Every kfold object function uses models trained on training-fold (in-fold) observations to predict the response for validation-fold (out-of-fold) observations. For example, suppose you cross-validate using five folds. The software randomly assigns each observation into five groups of equal size (roughly). The training fold contains four of the groups (roughly 4/5 of the data), and the validation fold contains the other group (roughly 1/5 of the data). In this case, cross-validation proceeds as follows:

1. The software trains the first model (stored in `CVMdl.Trained{1}`) by using the observations in the last four groups, and reserves the observations in the first group for validation.

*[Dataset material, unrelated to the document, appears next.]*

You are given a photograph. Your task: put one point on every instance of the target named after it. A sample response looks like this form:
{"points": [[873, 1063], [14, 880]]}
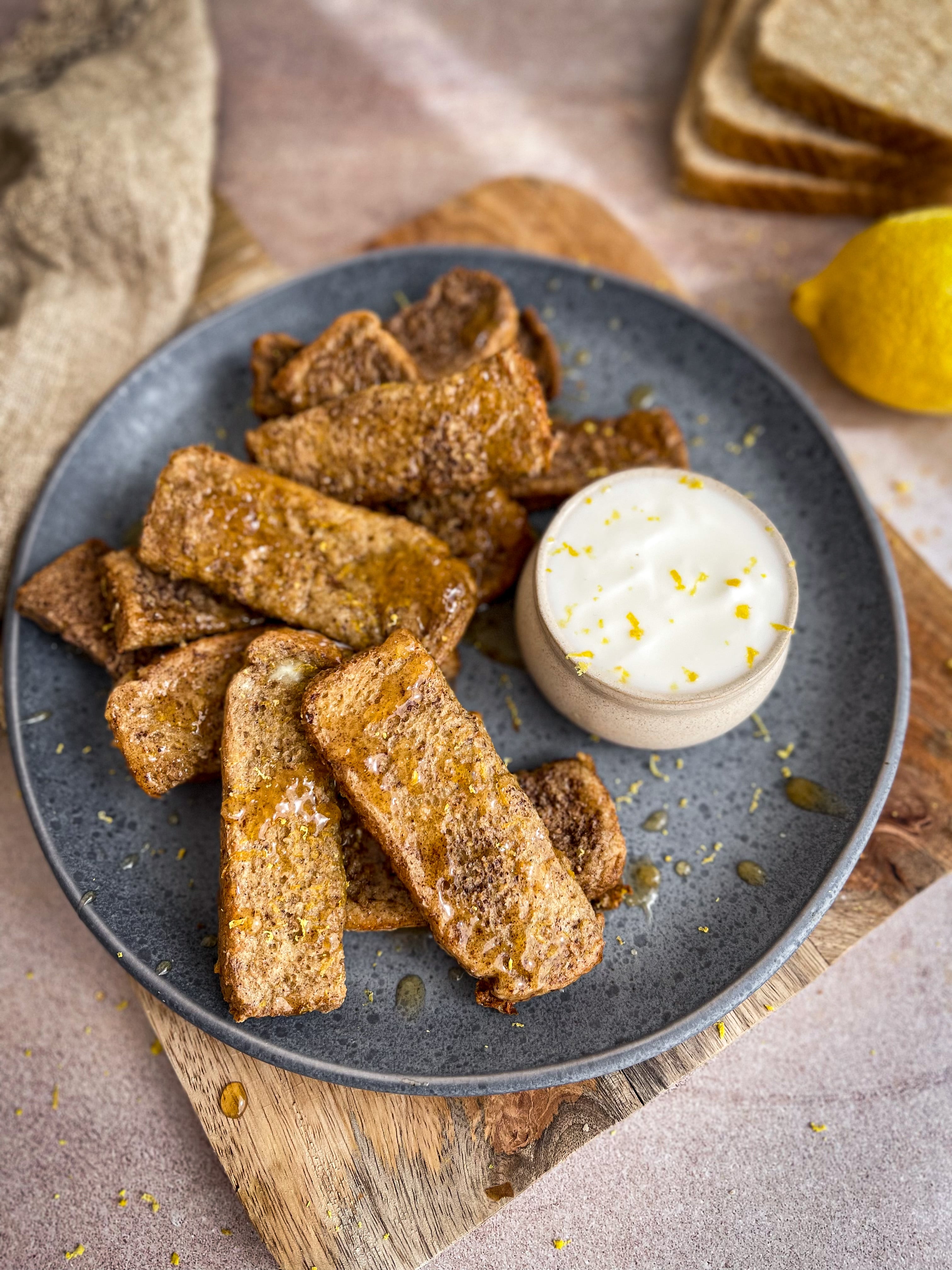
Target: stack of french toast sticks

2. The software trains the second model (stored in `CVMdl.Trained{2}`) by using the observations in the first group and the last three groups. The software reserves the observations in the second group for validation.

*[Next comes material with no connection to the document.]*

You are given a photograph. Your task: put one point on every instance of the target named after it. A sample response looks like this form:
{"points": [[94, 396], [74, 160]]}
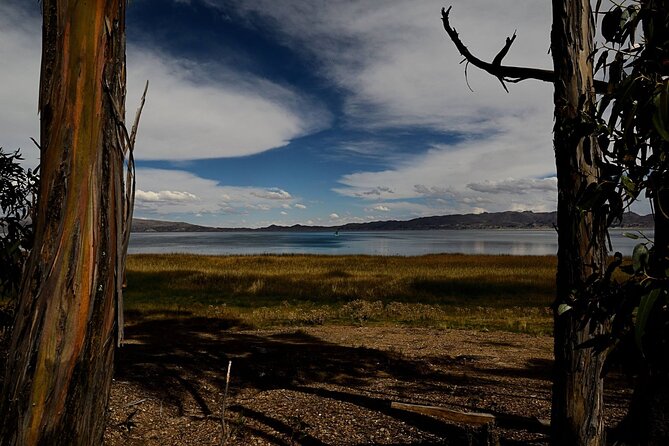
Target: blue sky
{"points": [[316, 112]]}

3. The software proceeds in a similar manner for the third, fourth, and fifth models.

If you validate by using `kfoldPredict`, the software computes predictions for the observations in group i by using the ith model. In short, the software estimates a response for every observation by using the model trained without that observation.

## Creation

You can create a `RegressionPartitionedGP` object in two ways:

• Create a cross-validated model from a GPR model object `RegressionGP` by using the `crossval` object function.

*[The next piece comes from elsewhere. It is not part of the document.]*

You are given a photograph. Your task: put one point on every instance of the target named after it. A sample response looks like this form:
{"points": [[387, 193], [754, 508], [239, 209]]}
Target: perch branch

• Create a cross-validated model by using the `fitrgp` function and specifying one of the name-value arguments `CrossVal`, `CVPartition`, `Holdout`, `KFold`, or `Leaveout`.

Regardless of whether you train a full or cross-validated GPR model first, you cannot specify an `ActiveSet` value in the call to `fitrgp`.

## Properties

expand all

### Cross-Validation Properties

This property is read-only.

Cross-validated model name, specified as `'GP'`.

Data Types: `char`

This property is read-only.

Number of cross-validated folds, specified as a positive integer.

Data Types: `double`

This property is read-only.

Cross-validation parameter values, specified as an `EnsembleParams` object. The parameter values correspond to the values of the name-value arguments used to cross-validate the GPR model. `ModelParameters` does not contain estimated parameters.

You can access the properties of `ModelParameters` using dot notation.

This property is read-only.

Data partition indicating how the software splits the data into cross-validation folds, specified as a `cvpartition` model.

This property is read-only.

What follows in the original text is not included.